L’entrepreneur sud-coréen est accusé d’avoir déstabilisé le marché international des cryptomonnaies. Les autorités du Monténégro l’ont remis mardi au FBI.
Le tarmac de l’aéroport de Podgorica, capitale du Monténégro, laissera sûrement de mauvais souvenirs à Do Kwon. Escorté par des policiers monténégrins, l’entrepreneur sud-coréen en cryptomonnaies est monté ce mardi 31 décembre à bord d’un avion à destination des Etats-Unis pour y être « remis aux autorités chargées de l’application des lois des États-Unis d’Amérique et aux agents du Federal Bureau of Investigation (FBI) »a déclaré le ministère de l’Intérieur du pays dans un communiqué. C’est sur ce même tarmac que s’est terminé son cavale de plusieurs mois en mars 2023 alors qu’il s’apprêtait à embarquer pour Dubaï, en possession d’un faux passeport costaricain et de documents belges.
Du magnat au fugitif
Cependant, jusqu’en 2022, Do Kwon était un entrepreneur à succès. Après un bref passage chez Apple et Microsoft, cet ingénieur diplômé de Stanford est revenu en Corée du Sud pour fonder sa start-up baptisée Anyfi. Cette plateforme de communication utilisant la blockchain connaît un développement rapide, aidée par plusieurs centaines de milliers de dollars d’aide alloués par le gouvernement sud-coréen. Une enquête publiée en 2022 par le média SBS News révélait que la start-up aurait bénéficié d’un conflit d’intérêts, le parent d’un co-fondateur étant à la tête de l’incubateur gouvernemental ayant alloué près de 600 000 dollars (environ 578 000 euros) aux petites entreprises.

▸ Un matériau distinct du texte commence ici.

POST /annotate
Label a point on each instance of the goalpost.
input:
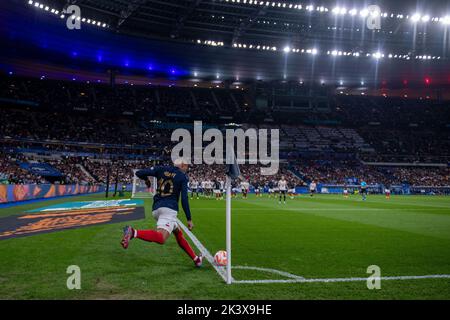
(140, 189)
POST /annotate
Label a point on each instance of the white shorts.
(166, 219)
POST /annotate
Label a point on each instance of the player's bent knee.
(165, 235)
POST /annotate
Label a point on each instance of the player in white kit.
(282, 187)
(312, 188)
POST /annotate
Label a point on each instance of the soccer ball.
(221, 258)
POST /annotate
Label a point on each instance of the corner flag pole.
(233, 172)
(228, 228)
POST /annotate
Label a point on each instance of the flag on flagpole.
(233, 172)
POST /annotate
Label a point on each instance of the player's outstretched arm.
(145, 173)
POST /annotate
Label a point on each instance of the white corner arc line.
(292, 277)
(220, 270)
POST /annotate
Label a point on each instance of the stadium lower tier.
(21, 169)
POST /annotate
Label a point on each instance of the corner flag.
(233, 172)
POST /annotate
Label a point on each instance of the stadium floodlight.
(377, 55)
(415, 17)
(425, 18)
(375, 13)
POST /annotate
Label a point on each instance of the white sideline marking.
(220, 270)
(432, 276)
(292, 277)
(281, 273)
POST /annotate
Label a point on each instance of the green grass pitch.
(326, 236)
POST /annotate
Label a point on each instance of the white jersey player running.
(282, 187)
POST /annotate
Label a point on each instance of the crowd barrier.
(17, 192)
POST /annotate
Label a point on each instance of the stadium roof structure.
(240, 40)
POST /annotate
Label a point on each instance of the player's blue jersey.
(171, 183)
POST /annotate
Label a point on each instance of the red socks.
(184, 244)
(155, 236)
(150, 235)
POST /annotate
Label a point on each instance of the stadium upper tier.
(79, 129)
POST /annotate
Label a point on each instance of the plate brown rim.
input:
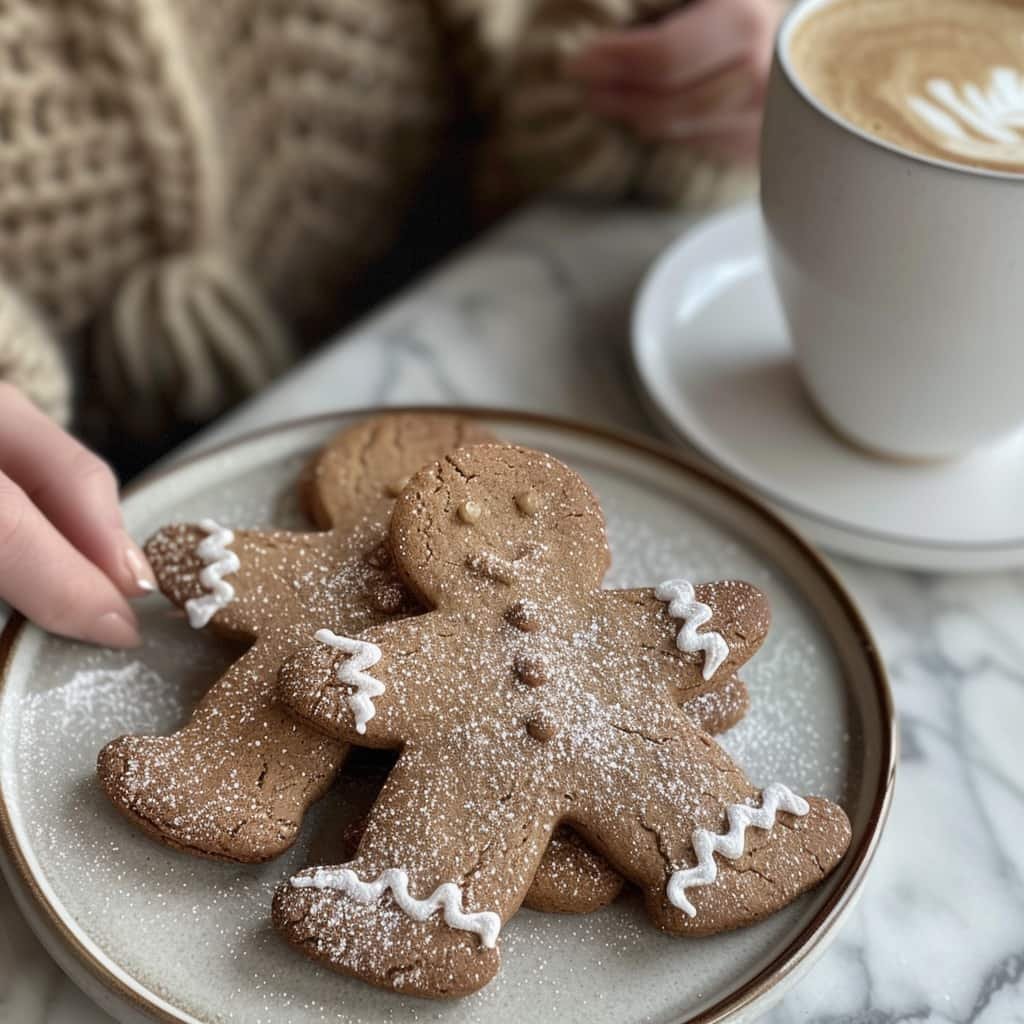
(856, 861)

Quelques années plus tard, porté par le succès de cette première entreprise, Do Kwon fonde la plateforme de cryptomonnaie Terraform et l’actif virtuel associé Terra/Luna. L’objectif derrière cette tentative : construire un système qui pourrait rivaliser avec Ethereum, une autre cryptomonnaie très populaire, en termes d’échelle. Mais l’affaire touche à sa fin. Au printemps 2022, la cryptomonnaie s’est effondrée, effaçant plus de 80 milliards de dollars (environ 77 milliards d’euros) de valeur tandis que les jetons virtuels étaient liquidés par des négociants en bourse paniqués. Le tremblement de terre est tel qu’il déclenche un krach plus large détruisant les deux tiers de la valeur de l’ensemble du secteur des cryptomonnaies.

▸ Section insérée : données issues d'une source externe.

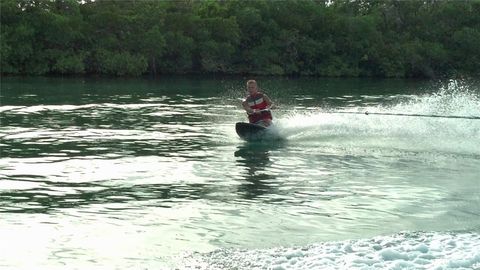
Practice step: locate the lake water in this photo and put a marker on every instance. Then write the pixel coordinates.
(150, 174)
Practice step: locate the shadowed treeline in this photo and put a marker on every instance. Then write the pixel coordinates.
(315, 38)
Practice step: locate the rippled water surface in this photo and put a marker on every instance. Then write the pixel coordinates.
(143, 173)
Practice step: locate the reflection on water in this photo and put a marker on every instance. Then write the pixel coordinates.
(255, 158)
(160, 165)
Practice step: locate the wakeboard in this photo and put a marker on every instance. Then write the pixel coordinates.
(250, 132)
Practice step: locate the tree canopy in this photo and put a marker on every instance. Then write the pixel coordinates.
(356, 38)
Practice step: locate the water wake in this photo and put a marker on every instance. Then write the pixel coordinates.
(399, 125)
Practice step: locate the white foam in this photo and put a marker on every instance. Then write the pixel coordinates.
(400, 251)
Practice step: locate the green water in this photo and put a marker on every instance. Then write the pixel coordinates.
(138, 173)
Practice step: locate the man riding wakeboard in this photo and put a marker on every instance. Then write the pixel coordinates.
(257, 105)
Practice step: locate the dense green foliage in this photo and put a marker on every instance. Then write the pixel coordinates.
(319, 38)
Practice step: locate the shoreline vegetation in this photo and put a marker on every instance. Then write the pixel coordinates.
(385, 39)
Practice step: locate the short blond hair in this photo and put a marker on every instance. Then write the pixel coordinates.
(251, 82)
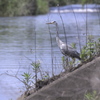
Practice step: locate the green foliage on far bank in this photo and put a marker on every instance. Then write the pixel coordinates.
(33, 7)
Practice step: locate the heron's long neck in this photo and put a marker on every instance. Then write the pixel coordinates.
(59, 42)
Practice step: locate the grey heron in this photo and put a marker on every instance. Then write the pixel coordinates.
(65, 49)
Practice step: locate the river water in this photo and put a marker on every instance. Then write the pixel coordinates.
(24, 40)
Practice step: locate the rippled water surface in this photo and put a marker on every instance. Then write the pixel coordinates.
(17, 44)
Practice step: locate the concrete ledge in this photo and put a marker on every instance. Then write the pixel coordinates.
(72, 86)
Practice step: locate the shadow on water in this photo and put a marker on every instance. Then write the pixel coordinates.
(17, 44)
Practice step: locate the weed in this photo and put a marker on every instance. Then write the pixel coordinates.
(92, 96)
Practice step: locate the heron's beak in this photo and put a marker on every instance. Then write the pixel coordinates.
(50, 22)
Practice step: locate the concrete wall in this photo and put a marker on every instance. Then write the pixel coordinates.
(72, 86)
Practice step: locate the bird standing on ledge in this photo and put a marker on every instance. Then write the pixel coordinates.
(64, 48)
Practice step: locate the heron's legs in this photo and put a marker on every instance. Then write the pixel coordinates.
(73, 60)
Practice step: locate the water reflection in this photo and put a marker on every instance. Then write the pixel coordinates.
(17, 44)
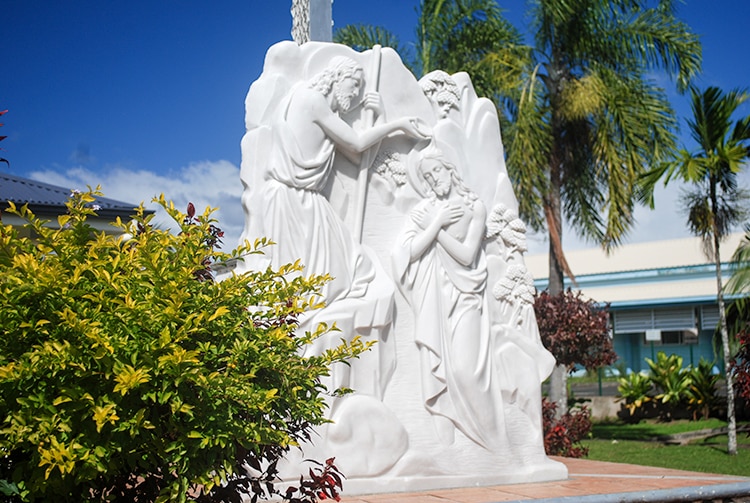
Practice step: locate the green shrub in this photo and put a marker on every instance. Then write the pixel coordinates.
(128, 374)
(674, 388)
(636, 390)
(701, 394)
(671, 380)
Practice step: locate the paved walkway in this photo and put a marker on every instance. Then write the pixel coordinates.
(590, 481)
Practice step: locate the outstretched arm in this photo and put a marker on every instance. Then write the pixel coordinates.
(346, 137)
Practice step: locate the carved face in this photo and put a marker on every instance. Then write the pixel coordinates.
(438, 176)
(347, 88)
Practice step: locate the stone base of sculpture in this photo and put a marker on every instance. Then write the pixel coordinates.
(398, 188)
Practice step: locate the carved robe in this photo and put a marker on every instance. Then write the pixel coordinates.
(453, 334)
(304, 226)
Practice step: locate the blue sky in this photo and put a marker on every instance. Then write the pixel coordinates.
(146, 96)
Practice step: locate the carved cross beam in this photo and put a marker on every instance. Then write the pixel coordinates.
(312, 20)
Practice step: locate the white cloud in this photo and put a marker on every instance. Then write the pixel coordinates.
(215, 184)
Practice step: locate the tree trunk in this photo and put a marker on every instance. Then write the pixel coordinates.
(558, 391)
(731, 419)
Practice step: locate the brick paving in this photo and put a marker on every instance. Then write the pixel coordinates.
(585, 479)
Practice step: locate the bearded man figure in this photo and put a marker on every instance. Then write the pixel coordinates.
(306, 133)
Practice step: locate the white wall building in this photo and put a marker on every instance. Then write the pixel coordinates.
(662, 295)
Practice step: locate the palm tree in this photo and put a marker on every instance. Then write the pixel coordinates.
(590, 120)
(583, 120)
(455, 35)
(715, 203)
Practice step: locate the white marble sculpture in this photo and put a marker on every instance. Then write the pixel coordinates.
(398, 189)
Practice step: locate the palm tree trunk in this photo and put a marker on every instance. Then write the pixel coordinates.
(731, 419)
(558, 392)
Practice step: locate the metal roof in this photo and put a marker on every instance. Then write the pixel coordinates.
(45, 198)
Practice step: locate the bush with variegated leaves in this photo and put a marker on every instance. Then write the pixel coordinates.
(128, 374)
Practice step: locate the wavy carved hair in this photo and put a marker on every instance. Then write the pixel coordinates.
(434, 153)
(339, 68)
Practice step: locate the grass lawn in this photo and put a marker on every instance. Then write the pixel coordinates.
(631, 443)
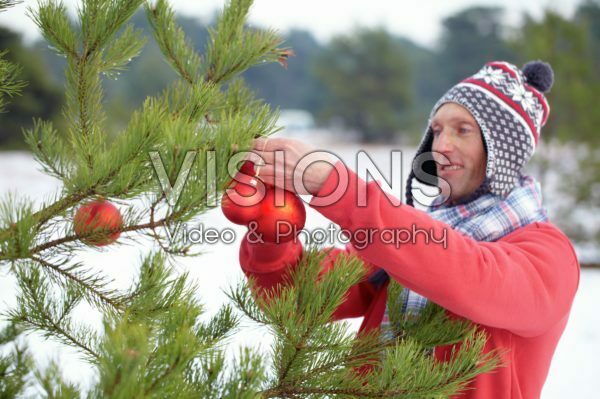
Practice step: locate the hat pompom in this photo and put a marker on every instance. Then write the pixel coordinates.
(539, 74)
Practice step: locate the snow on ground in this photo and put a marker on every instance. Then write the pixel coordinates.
(573, 371)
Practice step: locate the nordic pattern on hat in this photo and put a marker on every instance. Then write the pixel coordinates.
(510, 114)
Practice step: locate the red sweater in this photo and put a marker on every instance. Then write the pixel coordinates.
(519, 289)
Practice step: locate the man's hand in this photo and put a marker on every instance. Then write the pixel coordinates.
(292, 164)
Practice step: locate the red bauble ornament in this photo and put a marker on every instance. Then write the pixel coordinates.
(94, 220)
(280, 223)
(241, 201)
(248, 168)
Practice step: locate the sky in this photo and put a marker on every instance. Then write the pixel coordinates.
(418, 20)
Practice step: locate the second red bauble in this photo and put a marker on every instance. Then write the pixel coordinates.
(98, 223)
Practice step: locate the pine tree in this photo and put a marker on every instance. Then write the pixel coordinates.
(153, 342)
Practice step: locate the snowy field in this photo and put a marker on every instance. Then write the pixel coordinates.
(573, 373)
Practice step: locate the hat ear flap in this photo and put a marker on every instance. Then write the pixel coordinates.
(426, 167)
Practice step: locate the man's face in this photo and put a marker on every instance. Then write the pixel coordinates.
(457, 136)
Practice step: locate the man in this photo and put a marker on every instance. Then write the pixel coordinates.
(505, 266)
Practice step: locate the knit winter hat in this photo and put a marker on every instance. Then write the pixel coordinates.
(510, 108)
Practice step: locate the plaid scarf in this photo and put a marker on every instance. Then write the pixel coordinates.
(487, 218)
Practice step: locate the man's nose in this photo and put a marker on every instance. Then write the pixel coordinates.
(444, 142)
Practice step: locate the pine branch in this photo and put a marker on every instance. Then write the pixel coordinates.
(37, 310)
(91, 285)
(172, 41)
(4, 4)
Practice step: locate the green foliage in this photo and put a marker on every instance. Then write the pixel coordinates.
(316, 358)
(368, 78)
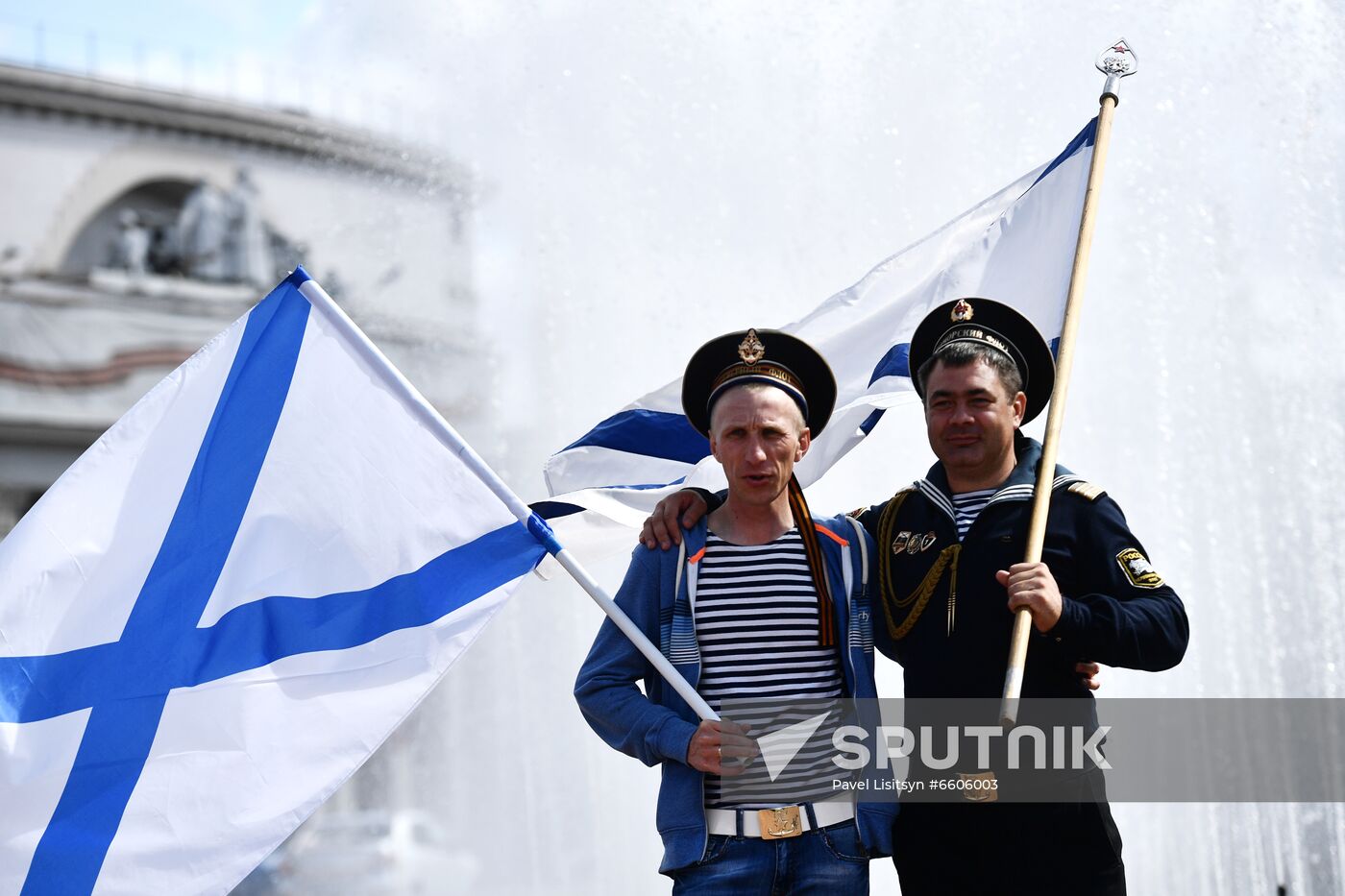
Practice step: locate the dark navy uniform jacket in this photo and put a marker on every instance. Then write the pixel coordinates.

Un candidat monténégrin compromis
Recherché par Séoul et Washington en raison de son rôle présumé dans une fraude liée à la faillite de son entreprise, l’homme de 33 ans est passé entre les mailles du filet pendant plusieurs mois jusqu’à se faire prendre dans les Balkans. Intervenant trois mois avant les élections législatives au Monténégro, son arrestation a été utilisée dans la campagne par le Premier ministre sortant, Dritan Abazovic, accusant un opposant, Milojko Spajic, d’avoir entretenu des liens avec Do Kwon. Les médias locaux ont révélé en juin 2024 que Milojko Spajic avait investi dans la société de l’entrepreneur sud-coréen Terraform Labs en 2018, suscitant une nouvelle polémique.
La semaine dernière, le ministre de la Justice Bojan Bozovic a finalement rendu une décision approuvant son transfert outre-Atlantique après un an et demi de décisions judiciaires et de revirements. Les avocats monténégrins de Do Kwon ont dénoncé cette décision comme contraire aux conventions européennes sur l’extradition, affirmant qu’ils feraient appel auprès de la Cour constitutionnelle du pays et de la Cour européenne des droits de l’homme. Entre-temps, Do Kwon a été arrêté par le FBI.